Modifying the IdNode Class

Two changes to the IdNode class are needed:

  1. Adding a new field of type Sym (to link the node with the corresponding symbol-table entry), and

  2. Changing the unparse method so that every use of an ID has its type (in angle brackets, i.e., < >) after its name. (The point of this is to help you to see whether your name analyzer is working correctly; i.e., does it correctly match each use of a name to the corresponding declaration and does it correctly set the link from the IdNode to the information in the symbol table.) For names of functions, the information should be of the form: param1Type, param2Type, ..., paramNType -> returnType. For names of global variables, parameters, and local variables of a non-tuple type, the information should be integer or logical. For a global or local variable that is of a tuple type, the information should be the name of the tuple type. For example, given a program that contains this code:

    tuple Point {
        integer x.
        integer y.
    }.
    integer f{integer x, logical b} [ ]
    void g{} [
        integer a.
        logical b.
        tuple Point p.
        p:x = a.
        b = a == 3.
        f(a + p:y*2, b).
        g().
    ]
    

    The unparser should print:

    tuple Point {
        integer x.
        integer y.
    }.
    integer f{integer x, logical b} [ 
    ]
    void g{} [
        integer a.
        logical b.
        tuple Point p.
        p<Point>:x<integer> = a<integer>.
        b<logical> = (a<integer> == 3).
        f<integer,logical->integer>((a<integer> + (p<Point>:y<integer> * 2)), b<logical>).
        g< ->void>().
    ]
    

P4.java

The main program, P4.java, will be similar to P3.java except that

Calling the name analyzer means calling the appropriate method of the ASTnode that is the root of the tree built by the parser.

Modifying the ErrMsg Class

Your compiler should quit after the name analyzer has finished if any errors have been detected so far (either by the scanner/parser or the name analyzer). To accomplish this, you can add a static boolean field to the ErrMsg class that is initialized to false and is set to true if the fatal method is ever called (warnings should not change the value of this field).
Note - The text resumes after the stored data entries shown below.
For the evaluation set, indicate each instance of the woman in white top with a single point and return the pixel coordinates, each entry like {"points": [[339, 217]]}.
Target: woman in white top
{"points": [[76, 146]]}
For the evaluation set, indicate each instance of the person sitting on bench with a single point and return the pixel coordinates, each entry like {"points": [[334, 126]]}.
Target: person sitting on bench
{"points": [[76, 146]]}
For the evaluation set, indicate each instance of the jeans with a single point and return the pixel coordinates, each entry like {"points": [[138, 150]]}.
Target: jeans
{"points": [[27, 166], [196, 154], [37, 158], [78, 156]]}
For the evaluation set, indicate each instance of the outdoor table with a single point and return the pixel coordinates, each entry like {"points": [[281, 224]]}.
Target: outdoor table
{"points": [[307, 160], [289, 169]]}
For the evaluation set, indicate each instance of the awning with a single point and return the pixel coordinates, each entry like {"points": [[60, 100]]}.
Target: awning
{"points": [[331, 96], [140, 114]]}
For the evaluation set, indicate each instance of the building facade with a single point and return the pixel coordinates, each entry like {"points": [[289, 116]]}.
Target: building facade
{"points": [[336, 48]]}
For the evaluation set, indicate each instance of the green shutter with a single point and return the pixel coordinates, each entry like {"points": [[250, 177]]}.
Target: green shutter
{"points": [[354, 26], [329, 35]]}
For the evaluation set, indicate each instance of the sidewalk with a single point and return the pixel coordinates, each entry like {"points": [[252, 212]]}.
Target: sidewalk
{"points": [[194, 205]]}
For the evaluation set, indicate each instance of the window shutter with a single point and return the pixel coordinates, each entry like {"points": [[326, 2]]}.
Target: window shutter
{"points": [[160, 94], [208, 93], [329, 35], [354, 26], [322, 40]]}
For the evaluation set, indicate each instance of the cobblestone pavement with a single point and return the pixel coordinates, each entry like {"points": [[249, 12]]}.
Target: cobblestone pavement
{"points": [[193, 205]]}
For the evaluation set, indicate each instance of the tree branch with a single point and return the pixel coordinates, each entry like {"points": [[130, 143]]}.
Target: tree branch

Your main program can check the value of this field and only call the unparser if it is false.

Writing Test Inputs

You will need to write two input files to test your code:

  1. nameErrors.base should contain code with errors detected by the name analyzer. This means that it should include bad and multiply declared names for all of the different kinds of names, and in all of the different places that declarations can appear. It should also include uses of undeclared names in all kinds of statements and expressions as well as bad tuple accesses.

  2. test.base should contain code with no errors that exercises all of the name-analysis methods that you wrote for the different AST nodes. This means that it should include (good) declarations of all of the different kinds of names in all of the places that names can be declared and it should include (good) uses of names in all kinds of statements and expressions.

Note that your nameErrors.base should cause error messages to be output, so to know whether your name analyzer behaves correctly, you will need to know what output to expect.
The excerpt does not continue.